Thanks for the interesting perspective! I’m particularly intrigued by the 50,000 cases/100 variable/2GB rule of thumb for a 32-bit OS (each process has a 2 GB limit, I think). Does it scale up linearly so that, for example, a 64-bit OS with 3GB to devote to R would handle 100,000/100? (The 64-bit machines I see for sale often come with 4GB of RAM and I’m assuming the OS would need 1GB.)

Of course statistics shows how a sample of just a few thousand is generally adequate for most needs. Your database can get you that.

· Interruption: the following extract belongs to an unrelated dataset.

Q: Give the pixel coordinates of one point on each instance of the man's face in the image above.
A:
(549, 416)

I think one of the most important changes in the analytics field was the introduction of the flowchart interface used by Clementine and Enterprise Miner. This is because, as you point out, GUI use often does not encourage repeatability. The SPSS Excel-like (or R Commander-like) interface is really easy to learn because people are familiar with it from word processing, etc. But my clients who use that interface often come it asking why they cannot replicate a previous result. Who knows? They’re clicking different options now and, if they did not save the resulting program, they’re clueless. And why should they save that program? They don’t know what it means! That’s not the interface they comprehend.

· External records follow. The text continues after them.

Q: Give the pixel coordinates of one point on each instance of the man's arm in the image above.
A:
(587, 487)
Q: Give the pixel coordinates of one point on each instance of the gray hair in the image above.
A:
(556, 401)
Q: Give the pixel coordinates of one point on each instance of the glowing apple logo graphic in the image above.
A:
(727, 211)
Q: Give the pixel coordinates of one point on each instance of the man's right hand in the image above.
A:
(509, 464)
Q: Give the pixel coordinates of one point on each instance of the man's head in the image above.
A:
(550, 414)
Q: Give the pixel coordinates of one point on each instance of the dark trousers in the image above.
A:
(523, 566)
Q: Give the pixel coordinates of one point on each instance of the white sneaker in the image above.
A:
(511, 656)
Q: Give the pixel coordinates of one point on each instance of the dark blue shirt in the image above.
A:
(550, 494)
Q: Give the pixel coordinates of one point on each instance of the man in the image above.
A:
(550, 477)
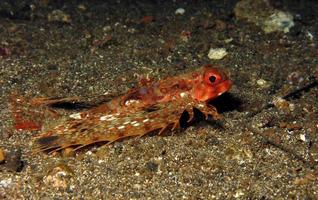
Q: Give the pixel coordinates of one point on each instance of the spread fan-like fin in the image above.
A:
(108, 128)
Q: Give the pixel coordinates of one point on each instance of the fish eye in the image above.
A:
(212, 79)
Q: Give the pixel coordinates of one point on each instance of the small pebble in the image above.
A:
(59, 16)
(2, 156)
(13, 162)
(59, 177)
(179, 11)
(262, 83)
(217, 53)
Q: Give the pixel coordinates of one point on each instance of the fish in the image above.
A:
(153, 106)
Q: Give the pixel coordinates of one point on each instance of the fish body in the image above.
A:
(153, 106)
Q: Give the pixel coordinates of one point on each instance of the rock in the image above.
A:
(2, 156)
(217, 53)
(278, 21)
(59, 16)
(179, 11)
(59, 177)
(13, 162)
(262, 14)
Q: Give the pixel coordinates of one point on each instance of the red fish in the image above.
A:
(153, 106)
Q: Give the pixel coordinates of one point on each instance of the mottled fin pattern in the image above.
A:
(107, 128)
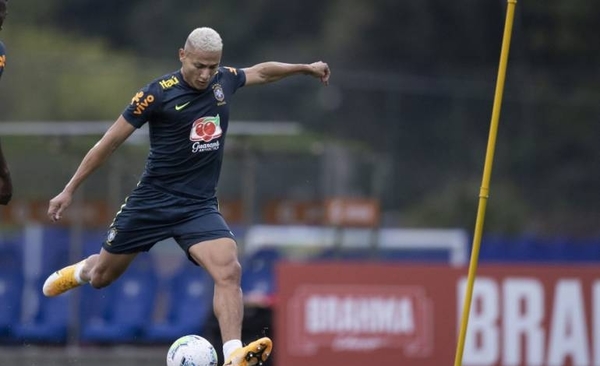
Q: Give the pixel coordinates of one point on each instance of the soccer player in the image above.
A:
(188, 115)
(5, 181)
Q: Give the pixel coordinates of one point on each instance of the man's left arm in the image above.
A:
(5, 181)
(268, 72)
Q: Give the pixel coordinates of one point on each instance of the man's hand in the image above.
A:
(5, 188)
(58, 204)
(320, 70)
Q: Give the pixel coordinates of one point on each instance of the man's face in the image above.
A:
(2, 11)
(199, 67)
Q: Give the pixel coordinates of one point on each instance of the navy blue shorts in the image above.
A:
(150, 215)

With the flowchart GUI, every step is saved, and saved in the form that the user created in the first place. Re-use with next month’s data is easy. Plus you can glance at a fairly complicated analysis (on a big screen) and quickly see what happened. When I learned to program in FORTRAN too many years ago, we did a flowchart before we began programming, so this is a pretty old idea.

If Rattle saves the settings for an analysis, that would cover the reuse angle. Since you have experience with Enterprise Miner and Clementine, what are your thoughts about the tabbed-dialog approach of Rattle compared to the flowchart approach?

I guess I’m looking a gift horse in the mouth here, so let me conclude by saying I think that Rattle is an important contribution to the field of data mining. I may like the flowchart GUI, but many companies cannot afford the six-figure price tag. Thanks for writing it!